Politically, the debate has been won by the doomsayers. The impressive speed with which Berlin has found replacement sources of gas and built emergency infrastructure makes it easy to forget that Germany has not chosen to do without Russian gas. This was a decision made by Putin limiting gas supplies before cutting them off altogether late last summer. And the EU as a whole has taken too long to agree on its still incomplete restrictions on energy imports from Russia.

But the truth was on the side of the optimists. (I had a dog in this fight: I discussed a week after the start of the war, Europe could and should go cold turkey on Russian gas imports). There hasn’t been a “cascade” of output cuts, bankruptcies and layoffs from the more energy-intensive industries to the broader economy. Despite a drop in March, manufacturing output remains higher than a year earlier.

The authors even point out that, according to German meteorological data, temperatures were no higher than the multi-year trend: if so, the idea that Germany was saved from a warm winter appears to be a myth. Gas left in storage by the end of the heating season means Germany never needed the Russian gas it bought before Putin turned off the taps. Cold turkey would have been perfectly doable.

The resilience of the German economy is something to celebrate. More important is to learn the right lesson. Why did the balance of opinion wrongly oppose a morally and geostrategically just policy for being prohibitively expensive?

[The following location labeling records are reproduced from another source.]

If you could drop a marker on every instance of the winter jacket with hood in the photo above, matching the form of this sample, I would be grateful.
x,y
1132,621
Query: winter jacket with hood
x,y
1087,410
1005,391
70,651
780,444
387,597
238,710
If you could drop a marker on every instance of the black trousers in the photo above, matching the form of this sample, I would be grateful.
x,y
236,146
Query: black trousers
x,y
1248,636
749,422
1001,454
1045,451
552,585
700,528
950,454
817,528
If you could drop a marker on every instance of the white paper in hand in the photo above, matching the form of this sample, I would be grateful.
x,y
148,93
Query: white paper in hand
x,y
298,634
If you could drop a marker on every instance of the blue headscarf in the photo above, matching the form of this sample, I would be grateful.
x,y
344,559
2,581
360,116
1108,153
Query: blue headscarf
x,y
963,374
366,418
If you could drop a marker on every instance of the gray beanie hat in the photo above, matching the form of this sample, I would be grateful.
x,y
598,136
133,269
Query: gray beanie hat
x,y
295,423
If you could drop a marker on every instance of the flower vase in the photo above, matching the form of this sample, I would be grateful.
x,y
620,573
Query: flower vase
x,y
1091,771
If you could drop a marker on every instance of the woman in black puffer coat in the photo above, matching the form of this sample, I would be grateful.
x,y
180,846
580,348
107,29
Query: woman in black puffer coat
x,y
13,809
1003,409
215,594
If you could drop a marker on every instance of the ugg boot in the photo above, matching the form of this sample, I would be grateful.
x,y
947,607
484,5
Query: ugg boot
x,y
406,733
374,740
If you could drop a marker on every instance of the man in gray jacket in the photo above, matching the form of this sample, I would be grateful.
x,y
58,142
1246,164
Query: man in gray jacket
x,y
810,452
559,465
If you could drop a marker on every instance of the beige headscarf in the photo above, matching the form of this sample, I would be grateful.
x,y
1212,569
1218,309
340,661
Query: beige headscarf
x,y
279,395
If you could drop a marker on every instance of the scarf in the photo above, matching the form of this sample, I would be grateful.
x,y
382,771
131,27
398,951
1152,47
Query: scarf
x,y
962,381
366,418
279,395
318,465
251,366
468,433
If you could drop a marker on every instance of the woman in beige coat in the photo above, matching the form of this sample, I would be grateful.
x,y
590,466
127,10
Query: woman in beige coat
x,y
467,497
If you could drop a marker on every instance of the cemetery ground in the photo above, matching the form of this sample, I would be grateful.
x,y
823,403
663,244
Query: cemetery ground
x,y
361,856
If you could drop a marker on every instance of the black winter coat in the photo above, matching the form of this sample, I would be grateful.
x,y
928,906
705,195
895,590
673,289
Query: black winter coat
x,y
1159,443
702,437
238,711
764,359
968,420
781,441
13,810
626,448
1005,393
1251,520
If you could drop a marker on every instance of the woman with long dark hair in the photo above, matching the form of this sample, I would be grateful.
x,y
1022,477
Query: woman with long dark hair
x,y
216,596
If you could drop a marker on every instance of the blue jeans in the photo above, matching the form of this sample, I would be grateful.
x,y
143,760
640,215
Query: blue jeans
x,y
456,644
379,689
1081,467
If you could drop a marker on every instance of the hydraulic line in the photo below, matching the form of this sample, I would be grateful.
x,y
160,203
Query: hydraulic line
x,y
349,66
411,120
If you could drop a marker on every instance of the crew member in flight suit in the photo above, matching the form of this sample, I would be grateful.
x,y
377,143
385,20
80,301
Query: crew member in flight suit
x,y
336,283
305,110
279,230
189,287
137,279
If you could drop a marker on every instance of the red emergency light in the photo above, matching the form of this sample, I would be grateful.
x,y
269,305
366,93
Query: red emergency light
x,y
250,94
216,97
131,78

The unforgivable response is the wish of some in corporate Germany that there would be no economic cost of resisting Putin. The most understandable answer, even if disappointing, involves intellectual errors. There is a general lack of appreciation in continental Europe – because this goes beyond Germany – of how adaptable market economies are. It is reinforced by mistaking challenges to existing businesses for threats to the economy at large, when in reality the creative destruction of non-adaptable firms is what makes market economies grow. Furthermore, European leaders have long internalized an outdated critique of the European economy as particularly inflexible and “sclerotic”.

The great German gas debate is just the most striking example of how Europeans underestimate their own economic adaptability. There are others. Few expected the post-pandemic recovery to drive employment rates to record highs, in stark contrast to lagging US and UK job markets. The EU’s taboo recovery fund is fueling growth in countries many had written off as perennial basket cases.

Unless we draw the right lessons from such examples, we will persist in an overly timid understanding of what European economies can offer. The political risks from such misdiagnosis are all around us, reinforced by the self-declaration of corporate incumbents.

Brussels was forced to do it slow down the pace of its decarbonisation policies. Germany AND France they both mounted rearguard actions against important laws. French President Emmanuel Macron has required a “regulatory breach”. German automakers want to delay the EU-UK trade deal penalizing electric cars with batteries manufactured outside Europe.

In all of these examples, the argument is that too much change is too hard. But as the German gas debate demonstrates, an economy is more flexible than the sum of its parts. While some companies are unwilling to change, dynamic markets make room for those that are willing and able to adapt. European economic policy should reinforce these market pressures, not protect them.